There is a lack of consensus about the optimal noninvasive strategy for patients with suspected choledocholithiasis. Two previous systematic reviews used different methodologies not based on pretest probabilities that demonstrated no statistically significant difference between Endoscopic ultrasound (EUS) and magnetic resonance cholangiopancreatography (MRCP) for the detection of choledocholithiasis. In this article, we made a comparison of the diagnostic ability of EUS and MRCP to detect choledocholithiasis in suspected patients.
We conducted a systematic review in accordance with the Preferred Reporting Items for Systematic Reviews and Meta-Analyses (PRISMA) recommendations with all published randomized prospective trials. We performed the systemic review using MedLine, EMBASE, Cochrane, LILACS, and Scopus reviews through May 2015. We identified eight randomized, prospective, blinded trials comparing EUS and MRCP. All the patients were submitted to a gold standard method. We calculated the study-specific variables and performed analyses using aggregated variables such as sensitivity, specificity, prevalence, positive predictive value (PPV) and negative predictive value (NPV), and accuracy.
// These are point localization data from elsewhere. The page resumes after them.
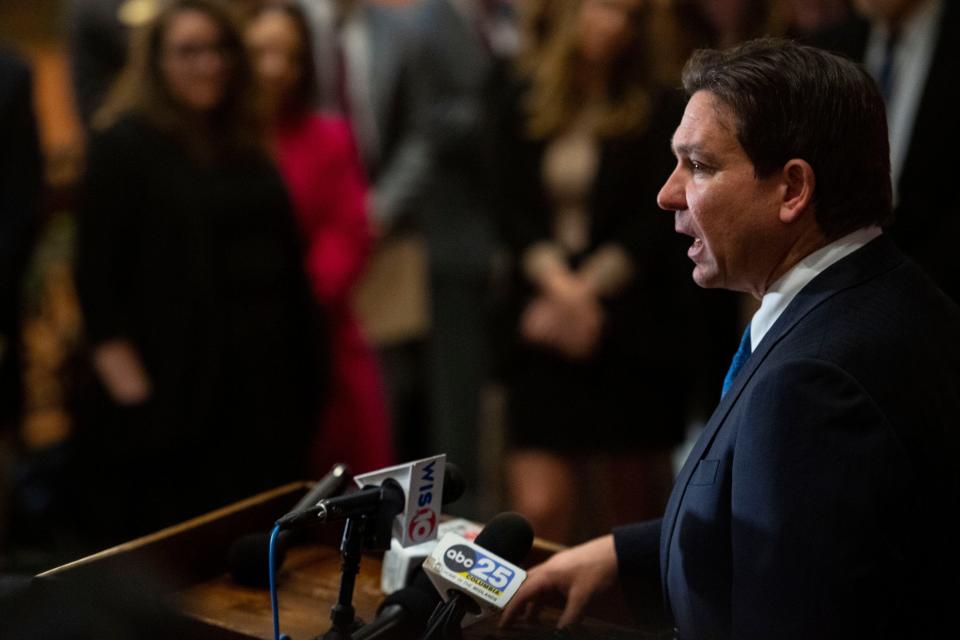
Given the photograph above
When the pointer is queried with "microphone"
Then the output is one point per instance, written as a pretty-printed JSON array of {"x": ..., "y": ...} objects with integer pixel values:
[
  {"x": 403, "y": 614},
  {"x": 247, "y": 555},
  {"x": 486, "y": 569},
  {"x": 328, "y": 486},
  {"x": 385, "y": 499}
]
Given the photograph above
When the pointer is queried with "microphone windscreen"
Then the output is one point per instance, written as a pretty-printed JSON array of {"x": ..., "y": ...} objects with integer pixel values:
[
  {"x": 248, "y": 559},
  {"x": 453, "y": 483},
  {"x": 508, "y": 535}
]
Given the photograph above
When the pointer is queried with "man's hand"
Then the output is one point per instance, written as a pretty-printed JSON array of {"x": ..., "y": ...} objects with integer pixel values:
[
  {"x": 122, "y": 372},
  {"x": 578, "y": 575}
]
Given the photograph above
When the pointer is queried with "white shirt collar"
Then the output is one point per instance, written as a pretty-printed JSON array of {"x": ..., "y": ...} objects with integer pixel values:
[{"x": 783, "y": 291}]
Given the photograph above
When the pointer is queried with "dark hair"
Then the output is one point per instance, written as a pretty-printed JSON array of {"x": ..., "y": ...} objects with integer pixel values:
[
  {"x": 142, "y": 89},
  {"x": 792, "y": 101},
  {"x": 304, "y": 96}
]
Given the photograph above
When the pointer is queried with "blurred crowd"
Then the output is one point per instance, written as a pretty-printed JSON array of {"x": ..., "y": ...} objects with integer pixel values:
[{"x": 318, "y": 231}]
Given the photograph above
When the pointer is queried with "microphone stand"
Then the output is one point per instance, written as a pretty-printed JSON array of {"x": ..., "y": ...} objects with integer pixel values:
[{"x": 367, "y": 531}]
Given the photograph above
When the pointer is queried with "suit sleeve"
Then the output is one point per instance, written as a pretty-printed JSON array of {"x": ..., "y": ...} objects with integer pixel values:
[
  {"x": 638, "y": 567},
  {"x": 811, "y": 512}
]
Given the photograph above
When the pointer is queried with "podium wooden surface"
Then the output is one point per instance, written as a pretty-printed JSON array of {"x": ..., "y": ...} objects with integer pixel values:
[{"x": 190, "y": 559}]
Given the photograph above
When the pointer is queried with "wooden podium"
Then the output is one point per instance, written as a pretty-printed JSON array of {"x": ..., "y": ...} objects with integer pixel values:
[{"x": 190, "y": 558}]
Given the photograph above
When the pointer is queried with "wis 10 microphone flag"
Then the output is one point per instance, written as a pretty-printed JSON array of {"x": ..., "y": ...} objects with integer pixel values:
[{"x": 422, "y": 485}]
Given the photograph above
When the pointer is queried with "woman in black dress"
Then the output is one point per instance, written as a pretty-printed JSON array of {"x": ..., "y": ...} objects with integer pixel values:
[
  {"x": 198, "y": 314},
  {"x": 596, "y": 366}
]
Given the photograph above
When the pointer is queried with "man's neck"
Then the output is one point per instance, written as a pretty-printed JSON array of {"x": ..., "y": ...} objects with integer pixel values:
[{"x": 807, "y": 243}]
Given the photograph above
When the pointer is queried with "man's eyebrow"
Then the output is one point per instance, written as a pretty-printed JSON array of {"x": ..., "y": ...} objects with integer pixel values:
[{"x": 687, "y": 150}]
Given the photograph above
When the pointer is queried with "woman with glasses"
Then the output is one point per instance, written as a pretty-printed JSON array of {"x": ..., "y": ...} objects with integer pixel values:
[{"x": 201, "y": 326}]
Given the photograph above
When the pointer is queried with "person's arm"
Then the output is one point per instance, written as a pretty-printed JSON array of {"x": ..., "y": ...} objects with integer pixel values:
[
  {"x": 592, "y": 574},
  {"x": 404, "y": 173},
  {"x": 97, "y": 45},
  {"x": 20, "y": 182},
  {"x": 339, "y": 241},
  {"x": 816, "y": 472},
  {"x": 106, "y": 245}
]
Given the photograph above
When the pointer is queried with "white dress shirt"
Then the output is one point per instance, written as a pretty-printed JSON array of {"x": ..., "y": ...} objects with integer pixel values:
[{"x": 784, "y": 290}]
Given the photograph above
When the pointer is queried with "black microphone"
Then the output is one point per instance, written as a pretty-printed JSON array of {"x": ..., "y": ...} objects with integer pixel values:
[
  {"x": 509, "y": 536},
  {"x": 247, "y": 555},
  {"x": 332, "y": 484},
  {"x": 404, "y": 613},
  {"x": 386, "y": 499}
]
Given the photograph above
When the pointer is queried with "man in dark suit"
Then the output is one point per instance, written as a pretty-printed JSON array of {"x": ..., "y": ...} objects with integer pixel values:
[
  {"x": 911, "y": 47},
  {"x": 816, "y": 502},
  {"x": 20, "y": 181}
]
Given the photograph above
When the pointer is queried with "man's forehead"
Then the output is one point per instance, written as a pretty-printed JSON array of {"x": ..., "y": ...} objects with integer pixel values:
[{"x": 707, "y": 123}]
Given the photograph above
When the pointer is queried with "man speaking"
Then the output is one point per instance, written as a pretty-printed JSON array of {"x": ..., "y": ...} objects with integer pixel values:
[{"x": 817, "y": 501}]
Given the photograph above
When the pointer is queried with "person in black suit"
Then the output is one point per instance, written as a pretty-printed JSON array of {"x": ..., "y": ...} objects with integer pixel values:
[
  {"x": 593, "y": 280},
  {"x": 20, "y": 184},
  {"x": 911, "y": 47},
  {"x": 817, "y": 502},
  {"x": 197, "y": 310}
]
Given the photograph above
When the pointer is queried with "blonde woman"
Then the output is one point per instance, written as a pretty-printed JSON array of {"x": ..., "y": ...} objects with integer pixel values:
[{"x": 595, "y": 338}]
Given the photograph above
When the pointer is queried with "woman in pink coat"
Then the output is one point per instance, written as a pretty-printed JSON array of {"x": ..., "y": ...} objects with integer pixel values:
[{"x": 319, "y": 163}]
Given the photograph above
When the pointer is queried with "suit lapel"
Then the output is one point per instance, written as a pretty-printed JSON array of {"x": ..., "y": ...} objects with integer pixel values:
[{"x": 879, "y": 256}]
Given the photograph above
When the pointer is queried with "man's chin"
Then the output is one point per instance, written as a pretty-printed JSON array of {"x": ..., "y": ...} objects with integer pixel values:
[{"x": 705, "y": 278}]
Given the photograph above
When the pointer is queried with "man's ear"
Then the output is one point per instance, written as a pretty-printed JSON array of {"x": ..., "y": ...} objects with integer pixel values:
[{"x": 798, "y": 185}]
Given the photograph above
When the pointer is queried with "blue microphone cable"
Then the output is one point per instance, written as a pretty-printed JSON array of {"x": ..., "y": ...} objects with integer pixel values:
[{"x": 273, "y": 585}]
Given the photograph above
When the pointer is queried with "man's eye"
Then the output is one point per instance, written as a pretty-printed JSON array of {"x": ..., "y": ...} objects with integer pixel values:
[{"x": 698, "y": 167}]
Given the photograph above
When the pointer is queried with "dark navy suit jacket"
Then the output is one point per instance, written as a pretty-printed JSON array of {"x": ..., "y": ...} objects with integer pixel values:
[{"x": 817, "y": 502}]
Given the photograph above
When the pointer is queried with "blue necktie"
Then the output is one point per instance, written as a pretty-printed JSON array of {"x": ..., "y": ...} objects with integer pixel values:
[{"x": 739, "y": 359}]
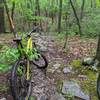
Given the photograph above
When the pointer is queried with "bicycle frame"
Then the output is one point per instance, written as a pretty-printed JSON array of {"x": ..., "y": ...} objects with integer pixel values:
[{"x": 20, "y": 50}]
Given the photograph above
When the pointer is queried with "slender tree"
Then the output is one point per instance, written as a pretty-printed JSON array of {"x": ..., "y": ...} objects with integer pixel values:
[
  {"x": 82, "y": 9},
  {"x": 2, "y": 22},
  {"x": 76, "y": 16},
  {"x": 13, "y": 9},
  {"x": 59, "y": 16}
]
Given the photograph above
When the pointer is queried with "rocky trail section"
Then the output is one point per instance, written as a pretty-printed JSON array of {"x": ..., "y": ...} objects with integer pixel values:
[{"x": 46, "y": 87}]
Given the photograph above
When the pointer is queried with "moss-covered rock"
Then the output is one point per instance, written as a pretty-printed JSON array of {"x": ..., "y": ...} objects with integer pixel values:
[{"x": 76, "y": 63}]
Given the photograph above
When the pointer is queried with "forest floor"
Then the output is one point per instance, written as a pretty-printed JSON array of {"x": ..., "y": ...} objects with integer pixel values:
[{"x": 64, "y": 65}]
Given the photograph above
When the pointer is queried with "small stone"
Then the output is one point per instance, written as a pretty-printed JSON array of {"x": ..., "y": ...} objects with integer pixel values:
[
  {"x": 57, "y": 97},
  {"x": 67, "y": 70},
  {"x": 56, "y": 66},
  {"x": 87, "y": 61},
  {"x": 83, "y": 77},
  {"x": 43, "y": 97},
  {"x": 70, "y": 87}
]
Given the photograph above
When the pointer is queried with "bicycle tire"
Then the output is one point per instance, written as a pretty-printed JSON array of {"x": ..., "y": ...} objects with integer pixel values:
[
  {"x": 44, "y": 61},
  {"x": 98, "y": 86},
  {"x": 14, "y": 83}
]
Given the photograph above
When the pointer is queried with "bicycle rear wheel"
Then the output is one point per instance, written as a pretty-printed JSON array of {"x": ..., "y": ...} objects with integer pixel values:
[
  {"x": 98, "y": 86},
  {"x": 41, "y": 62},
  {"x": 20, "y": 86}
]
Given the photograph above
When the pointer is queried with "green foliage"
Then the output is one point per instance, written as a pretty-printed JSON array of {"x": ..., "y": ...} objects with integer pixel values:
[
  {"x": 76, "y": 63},
  {"x": 4, "y": 67},
  {"x": 3, "y": 88},
  {"x": 91, "y": 26}
]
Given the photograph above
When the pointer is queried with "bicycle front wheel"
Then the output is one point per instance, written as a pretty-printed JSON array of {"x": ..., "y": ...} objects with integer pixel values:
[
  {"x": 98, "y": 86},
  {"x": 20, "y": 86}
]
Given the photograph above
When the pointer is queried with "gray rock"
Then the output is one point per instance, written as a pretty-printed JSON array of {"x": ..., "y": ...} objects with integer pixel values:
[
  {"x": 87, "y": 61},
  {"x": 67, "y": 70},
  {"x": 56, "y": 66},
  {"x": 3, "y": 99},
  {"x": 57, "y": 97},
  {"x": 70, "y": 87},
  {"x": 83, "y": 77},
  {"x": 43, "y": 97}
]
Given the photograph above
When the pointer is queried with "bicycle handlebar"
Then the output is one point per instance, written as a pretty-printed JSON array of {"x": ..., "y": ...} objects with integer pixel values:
[{"x": 34, "y": 30}]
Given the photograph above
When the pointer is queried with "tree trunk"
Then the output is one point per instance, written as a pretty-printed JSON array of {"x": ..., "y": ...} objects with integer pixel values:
[
  {"x": 59, "y": 16},
  {"x": 12, "y": 11},
  {"x": 2, "y": 22},
  {"x": 37, "y": 13},
  {"x": 98, "y": 50},
  {"x": 82, "y": 9},
  {"x": 76, "y": 16}
]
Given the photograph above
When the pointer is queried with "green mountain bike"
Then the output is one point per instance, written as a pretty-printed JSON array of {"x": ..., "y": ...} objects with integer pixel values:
[{"x": 21, "y": 72}]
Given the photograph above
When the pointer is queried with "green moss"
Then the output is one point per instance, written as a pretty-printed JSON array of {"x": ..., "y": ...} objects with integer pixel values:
[
  {"x": 59, "y": 85},
  {"x": 76, "y": 63},
  {"x": 3, "y": 88}
]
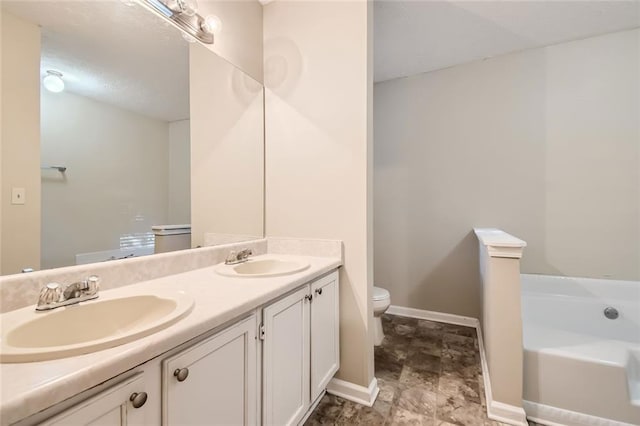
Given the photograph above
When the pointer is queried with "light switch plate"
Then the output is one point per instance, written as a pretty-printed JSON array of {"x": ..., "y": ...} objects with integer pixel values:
[{"x": 18, "y": 196}]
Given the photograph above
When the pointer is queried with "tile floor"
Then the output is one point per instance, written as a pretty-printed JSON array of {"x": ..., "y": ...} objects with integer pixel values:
[{"x": 428, "y": 373}]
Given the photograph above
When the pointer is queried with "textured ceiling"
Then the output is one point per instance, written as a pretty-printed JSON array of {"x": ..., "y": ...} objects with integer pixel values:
[
  {"x": 117, "y": 54},
  {"x": 413, "y": 37}
]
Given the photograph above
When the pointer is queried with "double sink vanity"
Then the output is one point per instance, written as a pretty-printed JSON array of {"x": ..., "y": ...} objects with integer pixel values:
[{"x": 236, "y": 344}]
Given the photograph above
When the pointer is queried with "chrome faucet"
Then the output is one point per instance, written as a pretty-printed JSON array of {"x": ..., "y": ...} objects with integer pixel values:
[
  {"x": 54, "y": 296},
  {"x": 239, "y": 257}
]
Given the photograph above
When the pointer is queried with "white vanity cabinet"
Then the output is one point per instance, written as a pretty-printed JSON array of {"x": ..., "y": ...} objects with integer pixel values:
[
  {"x": 214, "y": 382},
  {"x": 266, "y": 368},
  {"x": 300, "y": 350},
  {"x": 123, "y": 404}
]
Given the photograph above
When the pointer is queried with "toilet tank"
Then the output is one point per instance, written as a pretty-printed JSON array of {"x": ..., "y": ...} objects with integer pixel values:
[{"x": 171, "y": 237}]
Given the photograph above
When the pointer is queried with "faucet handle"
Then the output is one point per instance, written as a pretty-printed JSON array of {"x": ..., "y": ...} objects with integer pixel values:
[
  {"x": 231, "y": 257},
  {"x": 49, "y": 294},
  {"x": 93, "y": 284}
]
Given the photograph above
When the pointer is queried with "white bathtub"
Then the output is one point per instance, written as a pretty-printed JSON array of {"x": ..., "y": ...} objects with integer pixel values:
[{"x": 581, "y": 368}]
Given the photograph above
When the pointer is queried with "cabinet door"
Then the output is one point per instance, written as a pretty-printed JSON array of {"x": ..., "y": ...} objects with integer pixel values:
[
  {"x": 325, "y": 333},
  {"x": 285, "y": 354},
  {"x": 112, "y": 407},
  {"x": 214, "y": 382}
]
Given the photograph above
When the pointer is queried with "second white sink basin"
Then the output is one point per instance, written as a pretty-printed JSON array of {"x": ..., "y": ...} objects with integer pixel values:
[
  {"x": 264, "y": 266},
  {"x": 29, "y": 336}
]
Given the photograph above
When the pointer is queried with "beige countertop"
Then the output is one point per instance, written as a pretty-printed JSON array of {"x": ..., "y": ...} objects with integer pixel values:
[{"x": 28, "y": 388}]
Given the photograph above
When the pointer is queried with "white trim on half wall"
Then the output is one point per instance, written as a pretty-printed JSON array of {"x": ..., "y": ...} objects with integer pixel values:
[{"x": 352, "y": 392}]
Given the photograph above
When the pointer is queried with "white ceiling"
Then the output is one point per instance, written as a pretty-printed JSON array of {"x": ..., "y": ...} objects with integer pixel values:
[
  {"x": 412, "y": 37},
  {"x": 117, "y": 54}
]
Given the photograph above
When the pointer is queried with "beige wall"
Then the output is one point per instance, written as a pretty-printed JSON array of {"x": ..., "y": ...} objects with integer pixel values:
[
  {"x": 227, "y": 148},
  {"x": 179, "y": 208},
  {"x": 543, "y": 144},
  {"x": 20, "y": 233},
  {"x": 117, "y": 179},
  {"x": 318, "y": 82},
  {"x": 240, "y": 41}
]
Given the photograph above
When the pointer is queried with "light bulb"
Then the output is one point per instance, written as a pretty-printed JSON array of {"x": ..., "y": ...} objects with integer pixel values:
[
  {"x": 53, "y": 81},
  {"x": 185, "y": 7},
  {"x": 212, "y": 24},
  {"x": 188, "y": 7}
]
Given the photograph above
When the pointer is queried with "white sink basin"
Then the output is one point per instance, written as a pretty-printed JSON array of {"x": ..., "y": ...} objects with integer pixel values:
[
  {"x": 264, "y": 266},
  {"x": 90, "y": 326}
]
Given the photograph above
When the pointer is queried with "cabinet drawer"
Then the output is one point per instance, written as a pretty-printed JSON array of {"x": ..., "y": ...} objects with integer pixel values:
[
  {"x": 111, "y": 407},
  {"x": 214, "y": 382}
]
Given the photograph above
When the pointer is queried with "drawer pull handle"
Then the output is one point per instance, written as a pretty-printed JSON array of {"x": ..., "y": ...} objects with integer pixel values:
[
  {"x": 181, "y": 374},
  {"x": 138, "y": 399}
]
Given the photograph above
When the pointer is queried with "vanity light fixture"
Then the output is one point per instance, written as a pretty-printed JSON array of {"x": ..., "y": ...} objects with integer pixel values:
[
  {"x": 53, "y": 81},
  {"x": 183, "y": 14}
]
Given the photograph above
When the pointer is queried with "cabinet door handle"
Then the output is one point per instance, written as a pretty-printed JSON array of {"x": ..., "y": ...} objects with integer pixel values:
[
  {"x": 181, "y": 374},
  {"x": 138, "y": 399}
]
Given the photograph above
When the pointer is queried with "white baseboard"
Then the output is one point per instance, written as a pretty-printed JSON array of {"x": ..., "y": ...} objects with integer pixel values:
[
  {"x": 505, "y": 413},
  {"x": 433, "y": 316},
  {"x": 553, "y": 416},
  {"x": 352, "y": 392}
]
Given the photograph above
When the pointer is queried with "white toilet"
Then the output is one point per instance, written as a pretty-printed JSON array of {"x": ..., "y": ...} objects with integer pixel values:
[{"x": 381, "y": 302}]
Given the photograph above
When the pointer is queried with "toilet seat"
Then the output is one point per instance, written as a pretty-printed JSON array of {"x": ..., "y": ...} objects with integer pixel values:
[{"x": 380, "y": 294}]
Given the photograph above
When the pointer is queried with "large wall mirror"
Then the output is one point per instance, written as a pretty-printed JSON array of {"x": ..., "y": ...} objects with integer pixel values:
[{"x": 152, "y": 136}]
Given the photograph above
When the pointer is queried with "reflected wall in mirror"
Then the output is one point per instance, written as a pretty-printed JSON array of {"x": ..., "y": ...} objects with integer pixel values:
[{"x": 136, "y": 139}]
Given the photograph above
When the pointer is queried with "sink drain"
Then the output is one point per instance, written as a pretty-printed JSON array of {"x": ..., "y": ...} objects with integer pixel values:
[{"x": 611, "y": 313}]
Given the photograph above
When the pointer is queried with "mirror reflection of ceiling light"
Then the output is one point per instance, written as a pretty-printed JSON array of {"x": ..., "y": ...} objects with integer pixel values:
[
  {"x": 53, "y": 81},
  {"x": 183, "y": 14},
  {"x": 185, "y": 7},
  {"x": 212, "y": 24}
]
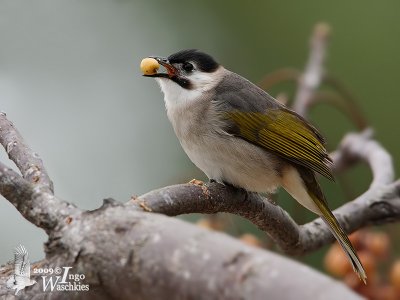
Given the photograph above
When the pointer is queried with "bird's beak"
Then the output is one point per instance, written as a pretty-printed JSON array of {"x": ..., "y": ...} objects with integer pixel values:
[{"x": 171, "y": 70}]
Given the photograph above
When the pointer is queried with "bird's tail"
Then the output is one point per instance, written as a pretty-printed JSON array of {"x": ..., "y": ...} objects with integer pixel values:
[{"x": 341, "y": 237}]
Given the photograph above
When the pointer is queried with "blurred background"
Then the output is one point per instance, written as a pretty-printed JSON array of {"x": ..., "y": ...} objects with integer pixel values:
[{"x": 70, "y": 81}]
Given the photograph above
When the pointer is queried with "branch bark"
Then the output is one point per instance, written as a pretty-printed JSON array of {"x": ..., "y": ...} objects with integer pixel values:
[
  {"x": 379, "y": 204},
  {"x": 126, "y": 252}
]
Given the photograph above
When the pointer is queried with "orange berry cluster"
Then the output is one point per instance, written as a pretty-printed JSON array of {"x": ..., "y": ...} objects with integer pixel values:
[{"x": 372, "y": 249}]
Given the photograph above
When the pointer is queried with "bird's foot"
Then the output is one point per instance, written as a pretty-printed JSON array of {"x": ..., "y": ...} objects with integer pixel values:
[{"x": 196, "y": 182}]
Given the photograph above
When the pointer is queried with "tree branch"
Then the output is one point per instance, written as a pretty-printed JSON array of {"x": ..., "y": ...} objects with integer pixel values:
[
  {"x": 314, "y": 71},
  {"x": 27, "y": 161},
  {"x": 33, "y": 194},
  {"x": 379, "y": 204}
]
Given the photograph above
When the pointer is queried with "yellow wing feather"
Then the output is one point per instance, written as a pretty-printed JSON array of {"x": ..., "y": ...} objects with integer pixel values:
[{"x": 286, "y": 134}]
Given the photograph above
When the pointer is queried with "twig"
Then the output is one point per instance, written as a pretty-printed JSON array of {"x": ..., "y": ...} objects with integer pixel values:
[
  {"x": 33, "y": 194},
  {"x": 27, "y": 161},
  {"x": 278, "y": 76},
  {"x": 313, "y": 73}
]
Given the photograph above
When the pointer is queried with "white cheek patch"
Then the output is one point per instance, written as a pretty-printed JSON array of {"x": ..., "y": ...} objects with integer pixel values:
[{"x": 175, "y": 95}]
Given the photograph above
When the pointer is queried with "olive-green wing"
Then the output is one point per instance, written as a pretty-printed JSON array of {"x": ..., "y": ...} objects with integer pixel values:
[{"x": 286, "y": 134}]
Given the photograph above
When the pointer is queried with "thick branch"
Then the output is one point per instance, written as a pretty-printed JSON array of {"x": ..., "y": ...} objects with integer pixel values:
[
  {"x": 379, "y": 204},
  {"x": 128, "y": 254}
]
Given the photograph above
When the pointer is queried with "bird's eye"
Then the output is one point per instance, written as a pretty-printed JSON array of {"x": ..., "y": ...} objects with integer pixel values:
[{"x": 187, "y": 67}]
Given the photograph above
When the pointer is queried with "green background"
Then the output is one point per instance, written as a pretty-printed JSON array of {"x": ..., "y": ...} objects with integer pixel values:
[{"x": 69, "y": 80}]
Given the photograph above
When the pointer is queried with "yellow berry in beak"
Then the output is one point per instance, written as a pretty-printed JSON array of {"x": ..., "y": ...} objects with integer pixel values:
[{"x": 149, "y": 66}]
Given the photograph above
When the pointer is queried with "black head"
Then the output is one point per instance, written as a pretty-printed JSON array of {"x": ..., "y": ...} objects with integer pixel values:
[
  {"x": 203, "y": 61},
  {"x": 183, "y": 66}
]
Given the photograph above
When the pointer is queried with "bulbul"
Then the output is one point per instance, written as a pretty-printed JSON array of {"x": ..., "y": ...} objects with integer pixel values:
[{"x": 238, "y": 134}]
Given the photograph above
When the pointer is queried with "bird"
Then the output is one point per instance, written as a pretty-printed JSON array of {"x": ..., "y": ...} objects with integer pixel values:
[
  {"x": 238, "y": 134},
  {"x": 22, "y": 271}
]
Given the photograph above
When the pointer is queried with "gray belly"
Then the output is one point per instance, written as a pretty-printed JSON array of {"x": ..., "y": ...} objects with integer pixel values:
[{"x": 235, "y": 161}]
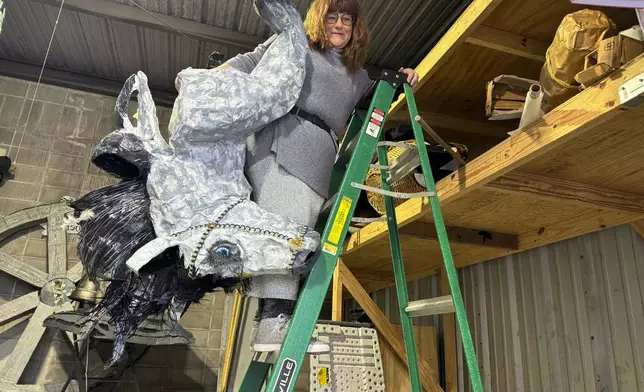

Five hundred and thirty eight patients were included in the analysis. The pretest probability for choledocholithiasis was 38.7. The mean sensitivity of EUS and MRCP for detection of choledocholithiasis was 93.7 and 83.5, respectively; the specificity was 88.5 and 91.5, respectively. Regarding EUS and MRCP, PPV was 89 and 87.8, respectively, and NPV was 96.9 and 87.8, respectively. The accuracy of EUS and MRCP was 93.3 and 89.7, respectively.
For the same pretest probability of choledocholithiasis, EUS has higher posttest probability when the result is positive and a lower posttest probability when the result is negative compared with MRCP.
对于疑似胆总管结石的患者,目前仍缺乏对最佳非侵入性策略的共识。两项先前的系统评价使用了不同的方法,这些方法并非基于术前概率,因此未能证明内镜超声(EUS)和磁共振胰胆管成像(MRCP)在检测胆总管结石方面存在统计学上的显著差异。在本文中,我们比较了 EUS 和 MRCP 对疑似患者胆总管结石的诊断能力。
我们按照系统评价和荟萃分析的首选报告项目(PRISMA)的建议进行了系统综述,并纳入了所有已发表的随机前瞻性试验。我们通过 MedLine、EMBASE、Cochrane、LILACS 和 Scopus 综述,检索截至 2015 年 5 月的所有已发表的随机前瞻性试验。我们共识别出 8 项比较 EUS 和 MRCP 的随机前瞻性盲法试验。所有患者均接受了金标准方法检测。我们计算了研究特定的变量,并使用汇总变量(如敏感性、特异性、患病率、阳性预测值(PPV)和阴性预测值(NPV)和准确性)进行分析。
共纳入 538 例患者进行分析。胆总管结石的术前概率为 38.7%。EUS 和 MRCP 检测胆总管结石的平均敏感性分别为 93.7%和 83.5%,特异性分别为 88.5%和 91.5%。对于 EUS 和 MRCP,PPV 分别为 89%和 87.8%,NPV 分别为 96.9%和 87.8%。EUS 和 MRCP 的准确性分别为 93.3%和 89.7%。
对于相同的胆总管结石术前概率,EUS 阳性结果的术后概率更高,而 EUS 阴性结果的术后概率更低。